There are three menus; a big multi-page one with pizzas and a variety of other stuff, a colour-printed card featuring the chef's specials and a third hand-written, in a plastic holder on the table. It took a while to wade through all the offerings.
In the end we decided to start with cream of nettle soup, salad of greens and haloumi, an avocado salad and a pea soup with pork knuckle and prosciutto. All went down well enough and the portions were generous. The pea soup was tasty but the slice of prosciutto on its little floating island of bread didn't really belong there; eating soup with a knife was a first. The guy who ordered the nettle soup knew what he was in for and was complimentary about it but I tried a spoonful and was less so. Never having tasted nettle soup before I was not taken by the slight aftertaste of ashtray. There salads rated ten out of ten.
Main courses were goujons of chicken served on a bed of home made crisps with a sort of barbeque sauce, a Caesar salad with chicken, a whole sea bass cooked en papilotte and a huge chunk of Wagyu beef filet. The nettle soup man was not over-enthusiastic about his chicken, describing it as "alright". The Caesar salad had the right ingredients but would have looked better with parmesan shavings than it did with the cheese grated over it. Presentation of the sea bass was excellent; it was perfectly cooked and whilst it appeared to be whole it had been filleted in the kitchen. The American-reared wagyu beef was cooked rare and served in splendid isolation on its plate (meat and two veg is not the Bulgarian way, hence the salad starters). Although it was the most tender piece of beef I have tasted in years it was not as flavoursome as I would have liked. I recalled a friend's similar comment about Kobe beef, which is a distant relation, but my wife, who shared the filet, thought it was great and blamed my jaded palate.
Top marks go to the service. Our waiter was knowledgeable and helpful. He knew his way round the wine list and when there was a question about the different steaks on offer (Black Angus and rib-eye were also available) he brought samples to the table.
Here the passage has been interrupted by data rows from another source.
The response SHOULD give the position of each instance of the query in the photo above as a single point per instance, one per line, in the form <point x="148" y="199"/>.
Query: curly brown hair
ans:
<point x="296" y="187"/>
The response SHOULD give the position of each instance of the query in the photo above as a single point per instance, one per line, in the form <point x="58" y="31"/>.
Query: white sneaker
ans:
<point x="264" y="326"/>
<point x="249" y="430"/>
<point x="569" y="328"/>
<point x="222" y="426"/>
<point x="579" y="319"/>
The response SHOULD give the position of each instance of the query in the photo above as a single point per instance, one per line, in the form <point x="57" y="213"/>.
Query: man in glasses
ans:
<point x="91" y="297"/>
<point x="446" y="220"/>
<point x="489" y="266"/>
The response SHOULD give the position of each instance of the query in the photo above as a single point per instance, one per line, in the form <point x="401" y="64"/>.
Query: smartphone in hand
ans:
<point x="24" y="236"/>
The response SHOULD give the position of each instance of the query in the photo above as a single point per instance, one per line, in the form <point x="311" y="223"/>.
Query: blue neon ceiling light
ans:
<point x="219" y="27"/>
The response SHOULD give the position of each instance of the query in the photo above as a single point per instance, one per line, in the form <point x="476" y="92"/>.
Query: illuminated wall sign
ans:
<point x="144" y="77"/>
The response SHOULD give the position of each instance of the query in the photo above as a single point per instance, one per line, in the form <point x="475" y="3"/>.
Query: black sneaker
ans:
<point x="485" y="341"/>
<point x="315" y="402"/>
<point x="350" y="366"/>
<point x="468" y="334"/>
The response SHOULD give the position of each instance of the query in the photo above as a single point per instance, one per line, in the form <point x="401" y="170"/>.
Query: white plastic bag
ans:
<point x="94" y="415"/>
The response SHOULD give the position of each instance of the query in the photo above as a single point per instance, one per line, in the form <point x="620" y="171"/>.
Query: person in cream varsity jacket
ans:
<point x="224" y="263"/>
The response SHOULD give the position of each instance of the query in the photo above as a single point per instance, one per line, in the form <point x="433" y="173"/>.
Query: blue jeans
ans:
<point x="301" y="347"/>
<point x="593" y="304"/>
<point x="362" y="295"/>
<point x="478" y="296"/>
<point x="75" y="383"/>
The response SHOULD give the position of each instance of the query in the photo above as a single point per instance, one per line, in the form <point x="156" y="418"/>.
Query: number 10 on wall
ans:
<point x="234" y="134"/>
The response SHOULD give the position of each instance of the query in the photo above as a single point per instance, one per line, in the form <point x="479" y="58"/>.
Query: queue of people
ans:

The wagyu beef was always going to be pricey; in fact it came in at 70 leva, and the 35.55 leva for the sea bass looked a bit lumpy too. Overall though, the bill for four starters, four mains, four beers, a couple of soft drinks and a bottle of pinot grigio came to a reasonable 196 leva before the tip. At current exchange rates that's £88 or US$131. It was not a faultless meal but certainly above average, thus the 4/5 score.